Serving a Barista

She was working the early shift at a small Starbucks counter in Dulles Airport. The young barista had probably been up since 4 or 5 a.m., and she already looked worn out.

After placing my order with the cashier I stood by the counter while the barista finished the coffee ordered just before me. Even though she was clearly tired, she didn’t rush the process.

BaristaAfter filling the cup with a latte, she took a syrup dispenser and painted a beautiful pattern on top of the foam. When she was done, she reached for a plastic cover and was about to put it on the cup.

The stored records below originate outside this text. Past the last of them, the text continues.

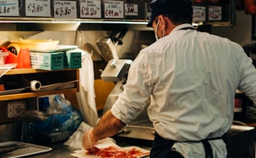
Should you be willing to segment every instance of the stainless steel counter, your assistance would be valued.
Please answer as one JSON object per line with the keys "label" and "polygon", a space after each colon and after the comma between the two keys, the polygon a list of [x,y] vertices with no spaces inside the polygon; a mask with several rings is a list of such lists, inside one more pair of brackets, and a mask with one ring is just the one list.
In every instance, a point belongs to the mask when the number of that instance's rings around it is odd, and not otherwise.
{"label": "stainless steel counter", "polygon": [[[151,149],[152,141],[141,140],[130,138],[113,137],[119,146],[137,146],[145,149]],[[228,158],[255,157],[254,142],[256,139],[256,128],[247,131],[230,130],[226,135],[225,141],[227,145]],[[30,158],[68,158],[75,149],[63,146],[62,143],[43,145],[52,147],[52,150],[29,156]]]}
{"label": "stainless steel counter", "polygon": [[[119,137],[113,137],[115,140],[117,141],[117,145],[119,146],[137,146],[145,149],[151,149],[152,141],[148,140],[140,140],[133,139],[126,139]],[[76,150],[80,150],[80,149],[72,148],[64,146],[63,143],[55,143],[55,144],[40,144],[41,146],[44,146],[52,148],[52,150],[48,153],[41,153],[37,155],[33,155],[27,156],[27,158],[68,158],[73,157],[70,156]]]}

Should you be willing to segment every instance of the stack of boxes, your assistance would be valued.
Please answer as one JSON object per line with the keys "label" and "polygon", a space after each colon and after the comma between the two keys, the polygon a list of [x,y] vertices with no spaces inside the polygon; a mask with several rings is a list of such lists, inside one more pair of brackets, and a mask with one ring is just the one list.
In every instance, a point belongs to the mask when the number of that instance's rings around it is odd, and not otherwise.
{"label": "stack of boxes", "polygon": [[78,48],[62,52],[30,52],[31,68],[42,70],[80,68],[81,54]]}

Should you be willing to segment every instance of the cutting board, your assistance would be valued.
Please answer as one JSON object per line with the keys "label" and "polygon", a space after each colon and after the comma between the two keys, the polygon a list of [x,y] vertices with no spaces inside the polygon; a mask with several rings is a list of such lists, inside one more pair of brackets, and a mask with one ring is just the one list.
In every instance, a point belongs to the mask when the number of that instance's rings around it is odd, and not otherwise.
{"label": "cutting board", "polygon": [[[114,147],[119,149],[120,150],[130,150],[132,149],[135,149],[137,150],[145,153],[145,154],[141,155],[141,156],[138,156],[137,158],[141,157],[143,156],[148,156],[148,155],[149,155],[149,153],[150,153],[149,150],[142,149],[138,146],[133,146],[120,147],[116,144],[116,142],[113,139],[108,139],[108,138],[106,139],[105,140],[104,140],[101,143],[96,145],[95,146],[98,149],[105,149],[105,148],[108,148],[109,146],[114,146]],[[74,152],[74,153],[72,153],[71,156],[73,156],[77,158],[101,158],[100,156],[94,156],[94,155],[86,155],[87,152],[87,151],[85,149],[76,150]]]}

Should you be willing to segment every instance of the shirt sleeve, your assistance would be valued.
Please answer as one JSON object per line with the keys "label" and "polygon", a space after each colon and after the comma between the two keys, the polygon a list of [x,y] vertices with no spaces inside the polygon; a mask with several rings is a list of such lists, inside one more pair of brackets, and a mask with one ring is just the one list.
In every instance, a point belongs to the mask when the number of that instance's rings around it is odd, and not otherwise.
{"label": "shirt sleeve", "polygon": [[126,83],[113,104],[112,114],[126,124],[130,123],[150,104],[150,97],[153,90],[152,67],[154,58],[142,50],[132,63]]}
{"label": "shirt sleeve", "polygon": [[252,64],[252,59],[244,52],[240,54],[239,63],[237,65],[240,68],[240,82],[238,90],[244,92],[256,104],[256,69]]}

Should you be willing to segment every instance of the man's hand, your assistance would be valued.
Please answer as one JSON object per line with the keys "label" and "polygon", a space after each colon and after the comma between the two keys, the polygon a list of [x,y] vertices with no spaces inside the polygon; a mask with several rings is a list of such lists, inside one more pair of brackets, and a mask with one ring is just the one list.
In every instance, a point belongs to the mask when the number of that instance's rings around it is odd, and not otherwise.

“Don’t do that!” I whispered. She looked up with surprise in her eyes, wondering if she’d done something wrong. I smiled and said, “You’ve done such a beautiful job on his coffee; don’t cover it until he sees your artwork.”

A smile lit her face as she placed the cup on the counter with the lid beside it. Its waiting owner had overheard my comment, so when he took the cup, he added his praise to mine. Placing a generous tip in the jar, he too smiled warmly and thanked her for her special efforts.

When she looked back at me, the weary look was gone from her face. I asked her how long she’d been working for Starbucks, and she answered, “Six months.”

“Well, with that kind of artistry and customer care,” I replied, “you’re going to be successful wherever you work.”

Her eyes lit up even more as she thanked me and went to work on my order. When I walked away with my own wonderfully decorated latte a few minutes later, it was hard to tell which one of us was feeling more energized.

This brief encounter illustrates the SERVE Principle, an acrostic that summarizes five ways to improve your other-awareness and other-engagement. If you want to relate to others in a way that honors God and builds others up, ask him to empower you to …

“SERVE every person you meet”

  • Smile (At home, in the office, at the store; even on the phone, a smile changes the sound of your voice and sends a message of warmth and friendliness; see Seven Benefits of a Smile)
  • Explore and Empathize (Observe others, ask questions, and show interest and compassion)
  • Reconcile (Be a peacemaker, always ready to confess, forgive, and reconcile others to one another)
  • Value (Express appreciation and admiration for what others do)
  • Encourage (Give courage and inspire, always leaving others with more “wind under their wings”)

As you reflect on how much you’ve appreciated it when other people have treated you in these ways, I hope you’ll be inspired to look for opportunities to SERVE every person you meet throughout your day.

Just think how that could impact your family, neighbors, co-workers, or church … or the barista at your local coffee shop.

– Ken Sande

Reflection Questions:

  • Describe a time when someone engaged you with one or more of the SERVE actions. How did it make you feel? How did it affect the way you went on with your day?
  • Describe a time when you really needed someone to engage you with one or more of the SERVE actions, but no one did. How did it make you feel? How did it affect the way you went on with your day?
  • Identify a person who lives out the SERVE process on a regular basis. Describe a few examples of what you’ve seen that person do and how it affected others.
  • Identify one or more settings in which you plan to live out the SERVE process in the days ahead. Describe specifically what you plan to do and who you hope to bless (remembering not to let your actions depending on getting a specific response from others).
  • Write the SERVE principle on a card or Smartphone reminder, and pray that God will inspire and empower you to practice it in every encounter of your day.